FTC to Host Public Workshop Examining the U.S. Auto Distribution System Workshop Will Explore Competition, State Regulations, and Emerging Trends in the Industry, Project No. P131202 #265

Submission Number:
265
Commenter:
Greg Forman
State:
Michigan
Initiative Name:
FTC to Host Public Workshop Examining the U.S. Auto Distribution System Workshop Will Explore Competition, State Regulations, and Emerging Trends in the Industry, Project No. P131202
Current regulation not only effects Tesla and Elio, but any other innovative manufacturer trying to bring a new automobile to market. There is no justification on any rational economic or public policy grounds for such a restraint of commerce. Rather, the upshot of the regulation is to reduce competition in the automobile market for the benefit of its auto dealers and to the detriment of its consumers. It is protectionism for auto dealers, pure and simple. A fundamental principle of competition is that consumers -- not regulation -- should determine what they buy and how they buy it.
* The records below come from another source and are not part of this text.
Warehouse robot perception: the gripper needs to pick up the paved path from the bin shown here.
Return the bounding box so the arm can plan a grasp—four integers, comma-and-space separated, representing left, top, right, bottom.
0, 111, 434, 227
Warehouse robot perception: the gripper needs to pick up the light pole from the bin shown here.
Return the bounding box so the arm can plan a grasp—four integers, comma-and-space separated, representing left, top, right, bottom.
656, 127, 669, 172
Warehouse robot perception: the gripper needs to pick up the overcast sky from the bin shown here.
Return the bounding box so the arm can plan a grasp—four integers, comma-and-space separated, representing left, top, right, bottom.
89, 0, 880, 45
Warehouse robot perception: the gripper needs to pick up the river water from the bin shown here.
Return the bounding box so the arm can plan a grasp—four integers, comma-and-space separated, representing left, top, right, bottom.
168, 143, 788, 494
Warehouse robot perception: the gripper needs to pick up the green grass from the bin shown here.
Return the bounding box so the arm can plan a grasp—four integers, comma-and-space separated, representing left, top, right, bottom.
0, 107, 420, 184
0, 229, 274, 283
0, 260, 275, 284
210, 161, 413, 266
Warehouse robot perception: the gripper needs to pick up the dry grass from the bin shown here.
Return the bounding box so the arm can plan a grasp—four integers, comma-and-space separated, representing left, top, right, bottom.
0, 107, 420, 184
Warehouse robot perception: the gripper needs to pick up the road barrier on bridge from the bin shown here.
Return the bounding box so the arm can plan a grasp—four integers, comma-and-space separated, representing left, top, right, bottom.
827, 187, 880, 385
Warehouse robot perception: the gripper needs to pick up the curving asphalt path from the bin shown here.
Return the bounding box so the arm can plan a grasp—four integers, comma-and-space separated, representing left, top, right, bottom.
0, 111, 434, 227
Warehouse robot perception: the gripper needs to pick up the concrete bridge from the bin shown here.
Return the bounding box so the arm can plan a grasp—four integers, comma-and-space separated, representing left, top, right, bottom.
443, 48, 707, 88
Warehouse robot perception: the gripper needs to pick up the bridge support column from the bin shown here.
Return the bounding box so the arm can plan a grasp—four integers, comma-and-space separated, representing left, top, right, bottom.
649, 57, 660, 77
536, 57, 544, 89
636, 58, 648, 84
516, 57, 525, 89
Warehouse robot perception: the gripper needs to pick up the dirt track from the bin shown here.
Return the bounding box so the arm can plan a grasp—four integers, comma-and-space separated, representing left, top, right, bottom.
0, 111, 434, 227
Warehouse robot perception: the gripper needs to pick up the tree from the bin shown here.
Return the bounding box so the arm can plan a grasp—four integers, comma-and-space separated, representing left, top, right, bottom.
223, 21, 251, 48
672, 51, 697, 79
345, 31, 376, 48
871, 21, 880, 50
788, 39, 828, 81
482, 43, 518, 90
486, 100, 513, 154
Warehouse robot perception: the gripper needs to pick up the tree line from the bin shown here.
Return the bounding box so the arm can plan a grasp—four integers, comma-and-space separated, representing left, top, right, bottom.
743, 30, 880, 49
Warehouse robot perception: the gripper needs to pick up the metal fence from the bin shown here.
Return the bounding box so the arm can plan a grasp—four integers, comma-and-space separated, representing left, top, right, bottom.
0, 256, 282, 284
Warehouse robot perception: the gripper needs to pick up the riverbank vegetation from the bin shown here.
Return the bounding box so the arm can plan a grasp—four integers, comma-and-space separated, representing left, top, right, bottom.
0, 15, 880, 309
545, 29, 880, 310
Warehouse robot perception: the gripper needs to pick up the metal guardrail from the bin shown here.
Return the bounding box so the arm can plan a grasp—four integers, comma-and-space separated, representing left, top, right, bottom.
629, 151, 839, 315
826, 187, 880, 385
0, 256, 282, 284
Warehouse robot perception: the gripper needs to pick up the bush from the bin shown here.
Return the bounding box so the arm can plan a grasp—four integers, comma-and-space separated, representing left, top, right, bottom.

Blanket prohibitions on direct manufacturer sales to consumers are an anomaly within the larger economy. There is not a single argument for a direct distribution ban that makes any sense. To the contrary, these arguments simply bolster our belief that the regulations in question are motivated by economic protectionism that favors dealers at the expense of consumers and innovative technologies. It is discouraging to see this ban being used to block any company that is bringing dynamic and innovative products to market. We strongly encourage you to repeal it, by new legislation if necessary.